U could also find other goat people in your area and trade off with them..they go out u watch goats and in return when you go out they can take care of yours


----------



## GoatsLive (Jul 1, 2012)

LOL, what's a vacation? Really though, now that we're retired, our little hobby farm is our vacation. One or the other of us is always home to tend the goats, and watch over our autistic adult son. The most time we manage to ourselves as a couple, is a couple of hours every month or so to go on a date, thanks to my wife's mom being able to come over and watch things for us. I would not however ask my 80+ year old in laws to tend the goats in case they were knocked off their feet by the goats wanting to play. Not being able to have time away from the farm was something we thought long and hard about before we got goats. So far, no regrets with that decision.


----------



## LauraLea (Oct 19, 2012)

Thanks everyone! Will have to look for a goat baby sitter when we leave. I have two autistic children and am hoping that a 4-H type opportunity may help them with making friends and some social things. My in laws own a condo in Florida and we go for vacations there to recharge a few times a year. Not sure I'm ready to give that up.


----------



## xymenah (Jul 1, 2011)

I don't leave anywhere for more than 10 hours. I live with family but no one will take care of my goats and I can't pay someone to take care of them for me so I don't go anywhere.


----------



## GoatsLive (Jul 1, 2012)

LauraLea said:


> Thanks everyone! Will have to look for a goat baby sitter when we leave. I have two autistic children and am hoping that a 4-H type opportunity may help them with making friends and some social things. My in laws own a condo in Florida and we go for vacations there to recharge a few times a year. Not sure I'm ready to give that up.


My autistic son is 25, and he really comes out of his shell around our animals. We let him name all of our chickens, ducks and of course the goats. He's so funny, will sneak out to the goat pen and just sit with them, pet them. It really makes him happy. He also spends hours sitting on our front porch, watching our 5 ducks in the pond. Farm animals and autistic kids really go well together.


----------



## LauraLea (Oct 19, 2012)

That's wonderful! My children are 3.5 and 2. I have another kiddo but he's only 8 months so we'll see if he on spectrum or not when the time comes. They seem to be very interested in animals so I'm hoping to use this as a responsibility/motivator for them. I've seen some other home schoolers work goats into their curriculum. I'll have multi-tasking goats


----------



## .:Linz:. (Aug 25, 2011)

We don't, really. That's one of the things we discussed extensively when we were considering getting goats. Would it be worth it to not be able to really get away, to have to leave picnics and what-have-you early enough to get home to milk, etc. 

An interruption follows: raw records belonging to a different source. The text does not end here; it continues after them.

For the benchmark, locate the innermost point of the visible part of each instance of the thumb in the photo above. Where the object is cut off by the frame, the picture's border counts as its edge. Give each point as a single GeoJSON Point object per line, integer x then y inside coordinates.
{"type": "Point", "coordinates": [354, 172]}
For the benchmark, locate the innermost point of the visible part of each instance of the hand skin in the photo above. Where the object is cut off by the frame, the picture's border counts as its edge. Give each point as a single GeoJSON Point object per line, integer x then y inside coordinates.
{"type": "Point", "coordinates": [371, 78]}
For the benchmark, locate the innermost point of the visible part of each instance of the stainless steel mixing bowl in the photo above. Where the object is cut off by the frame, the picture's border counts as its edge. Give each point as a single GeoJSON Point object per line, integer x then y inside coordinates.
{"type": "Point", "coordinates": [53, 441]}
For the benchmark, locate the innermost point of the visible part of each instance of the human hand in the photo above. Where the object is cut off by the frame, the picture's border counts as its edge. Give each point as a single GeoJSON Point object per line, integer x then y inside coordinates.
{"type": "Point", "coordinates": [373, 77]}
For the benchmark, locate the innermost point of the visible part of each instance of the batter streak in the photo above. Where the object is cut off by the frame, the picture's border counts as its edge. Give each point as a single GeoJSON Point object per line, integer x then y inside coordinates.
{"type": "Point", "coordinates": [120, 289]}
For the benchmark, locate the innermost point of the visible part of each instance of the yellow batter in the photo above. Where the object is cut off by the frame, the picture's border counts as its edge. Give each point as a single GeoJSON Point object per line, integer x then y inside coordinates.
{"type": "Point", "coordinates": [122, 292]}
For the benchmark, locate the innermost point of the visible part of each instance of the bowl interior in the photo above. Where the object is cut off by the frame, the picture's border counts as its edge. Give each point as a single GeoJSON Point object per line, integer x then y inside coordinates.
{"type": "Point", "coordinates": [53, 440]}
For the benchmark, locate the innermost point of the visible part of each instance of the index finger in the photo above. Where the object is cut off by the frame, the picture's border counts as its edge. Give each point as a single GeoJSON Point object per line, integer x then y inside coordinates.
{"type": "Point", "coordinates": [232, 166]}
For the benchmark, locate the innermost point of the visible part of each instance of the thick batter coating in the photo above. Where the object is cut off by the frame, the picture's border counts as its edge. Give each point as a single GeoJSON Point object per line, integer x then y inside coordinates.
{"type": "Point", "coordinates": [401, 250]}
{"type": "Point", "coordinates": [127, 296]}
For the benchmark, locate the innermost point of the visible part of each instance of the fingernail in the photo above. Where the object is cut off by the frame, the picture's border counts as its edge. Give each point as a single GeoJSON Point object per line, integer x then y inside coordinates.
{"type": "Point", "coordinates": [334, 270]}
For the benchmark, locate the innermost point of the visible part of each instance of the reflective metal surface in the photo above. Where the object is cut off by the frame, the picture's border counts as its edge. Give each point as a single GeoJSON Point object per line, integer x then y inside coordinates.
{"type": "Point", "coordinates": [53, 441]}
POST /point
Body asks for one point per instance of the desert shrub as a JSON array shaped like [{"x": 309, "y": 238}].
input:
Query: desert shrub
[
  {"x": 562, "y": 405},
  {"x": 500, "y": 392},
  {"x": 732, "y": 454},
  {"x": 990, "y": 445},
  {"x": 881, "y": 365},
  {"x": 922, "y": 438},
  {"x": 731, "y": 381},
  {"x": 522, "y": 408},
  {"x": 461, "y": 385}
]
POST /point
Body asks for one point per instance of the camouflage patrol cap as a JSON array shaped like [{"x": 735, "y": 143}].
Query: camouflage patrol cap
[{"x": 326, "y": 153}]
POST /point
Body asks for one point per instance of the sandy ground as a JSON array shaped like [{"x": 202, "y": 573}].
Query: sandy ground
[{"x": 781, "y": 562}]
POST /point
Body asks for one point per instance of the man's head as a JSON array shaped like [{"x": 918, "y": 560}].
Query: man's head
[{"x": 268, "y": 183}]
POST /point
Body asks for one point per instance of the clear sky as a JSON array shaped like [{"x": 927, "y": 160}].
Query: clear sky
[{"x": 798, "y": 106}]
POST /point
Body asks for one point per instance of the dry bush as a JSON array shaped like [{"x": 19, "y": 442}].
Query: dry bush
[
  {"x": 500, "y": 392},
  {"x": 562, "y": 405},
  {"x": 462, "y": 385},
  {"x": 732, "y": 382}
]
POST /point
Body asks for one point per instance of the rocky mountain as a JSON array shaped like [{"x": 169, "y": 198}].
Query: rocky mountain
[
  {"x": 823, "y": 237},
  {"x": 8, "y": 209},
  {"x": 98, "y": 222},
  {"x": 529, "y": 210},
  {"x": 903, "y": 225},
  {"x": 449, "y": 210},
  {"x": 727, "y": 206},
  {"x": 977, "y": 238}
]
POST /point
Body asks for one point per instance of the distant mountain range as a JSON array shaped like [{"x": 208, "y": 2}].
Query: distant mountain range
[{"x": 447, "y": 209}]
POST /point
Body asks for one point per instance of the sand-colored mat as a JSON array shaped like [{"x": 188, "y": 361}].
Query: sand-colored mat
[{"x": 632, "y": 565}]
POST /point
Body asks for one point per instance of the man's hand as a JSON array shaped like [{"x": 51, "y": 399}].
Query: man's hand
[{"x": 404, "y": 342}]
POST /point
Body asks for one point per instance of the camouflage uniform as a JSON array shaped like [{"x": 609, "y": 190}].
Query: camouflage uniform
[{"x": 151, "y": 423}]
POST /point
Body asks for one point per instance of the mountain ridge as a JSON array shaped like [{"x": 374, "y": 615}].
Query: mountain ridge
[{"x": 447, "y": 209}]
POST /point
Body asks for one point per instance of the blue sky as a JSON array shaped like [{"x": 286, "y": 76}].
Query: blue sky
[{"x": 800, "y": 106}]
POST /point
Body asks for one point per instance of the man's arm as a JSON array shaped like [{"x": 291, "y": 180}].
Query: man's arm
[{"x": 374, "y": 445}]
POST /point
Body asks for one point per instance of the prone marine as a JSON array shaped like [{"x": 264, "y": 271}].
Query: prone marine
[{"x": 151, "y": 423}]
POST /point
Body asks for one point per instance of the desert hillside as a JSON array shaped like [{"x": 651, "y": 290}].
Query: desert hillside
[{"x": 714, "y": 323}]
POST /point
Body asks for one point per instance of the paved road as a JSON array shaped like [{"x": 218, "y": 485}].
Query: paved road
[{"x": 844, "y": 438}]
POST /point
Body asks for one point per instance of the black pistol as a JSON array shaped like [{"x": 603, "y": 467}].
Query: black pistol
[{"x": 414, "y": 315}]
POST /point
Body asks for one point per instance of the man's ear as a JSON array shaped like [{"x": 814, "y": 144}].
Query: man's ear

The last time we all went away, overnight, as a family, was just about a year ago when we went to SC for my cousin's Marine graduation ceremony. I asked two of my friends to take care of the animals, taught them to milk, and just had to trust everything would be ok - and it was. Now I know more goat people so I would probably ask one of them to take care of things. But that's definitely one of the things that goes with farm life, especially dairy - you're pretty much tied to the farm. We love it, but it's not for everyone.


----------



## Shellshocker66 (Mar 19, 2012)

Even if I took a vacation I couldn't relax worrying about the goats! 

I think probably the best thing to do is to find a good 4H/FFA kid who needs a few bucks (as in dollars not breeding bucks) and already has experience with goats. They tend to be pretty responsible. Leave lots of phone numbers and pray a lot!


----------



## ThreeHavens (Oct 20, 2011)

Shellshocker66 said:


> Even if I took a vacation I couldn't relax worrying about the goats!


This happened to me for the first time this year ... I hated leaving the babies and was super happy to get back. I'm such a homebody farmgirl.


----------



## WarPony (Jan 31, 2010)

I don't. The closest to a "vacation" is the annual Rendezvous at our black powder club, which is a 4 day event 20 minutes drive from home and I come home twice a day every day to milk and feed.


----------



## J.O.Y. Farm (Jan 10, 2012)

Nope.. no vacations here! LOL! we may go out for the day to my grandparents lake house but we don't spend the weekend anymore... just the day... And I worry over my babies! LOL! I say my vacations are shows hehe!


----------



## Di (Jan 29, 2008)

I am really bad about traveling. I used to just jump in the car and drive...no problem. As I get older I have decided I really don't like to travel. It's not the traveling...I like that...it's sleeping in a strange bed. I really hate it. So...I admit it...I use my goats as an excuse not too. I'm getting to be an old recluse!

That said, my son/daughter in law, would be happy to feed the goats. Probably wouldn't want to milk them though.


----------



## bessmiller (Jan 23, 2012)

We have friends and family who live nearby who we have "trained" to take care of our animals while we are gone. We pay them, of course, as it is a tough job! It has worked really well for us, though. If we are going to be gone for a week or more, we always offer to let the caregiver stay at our house while we are gone, just to make things easier.  I have made extensive "To Do" lists with for reference while we are gone, as well, just in case. Haven't had any hiccups yet! I will say, though, that we do have a smaller herd than most--we have 5 goats, 2 dogs, and a handful of chickens.


----------



## Jessaba (May 13, 2010)

Our "Vacations are normally overnight IF we even take one...so we don't go far even if we do leave.

I have a neighbor who I trust to care for the animals, but no one takes care of them like MAMA  I worry too much so if I went on "Vacation" i would want to come back and worry the whole time...so needless to say WE DON'T lol 

We have two small dogs inside as well as our LGD's outside, goats, rabbits, chickens, ducks and turkeys.

This is a lot to take care of for someone who doesn't normally do it...so I stay home


----------



## LJH (Aug 27, 2012)

Honestly, I thought this was a gag question. Vacation? [insert hysterical laughter]


----------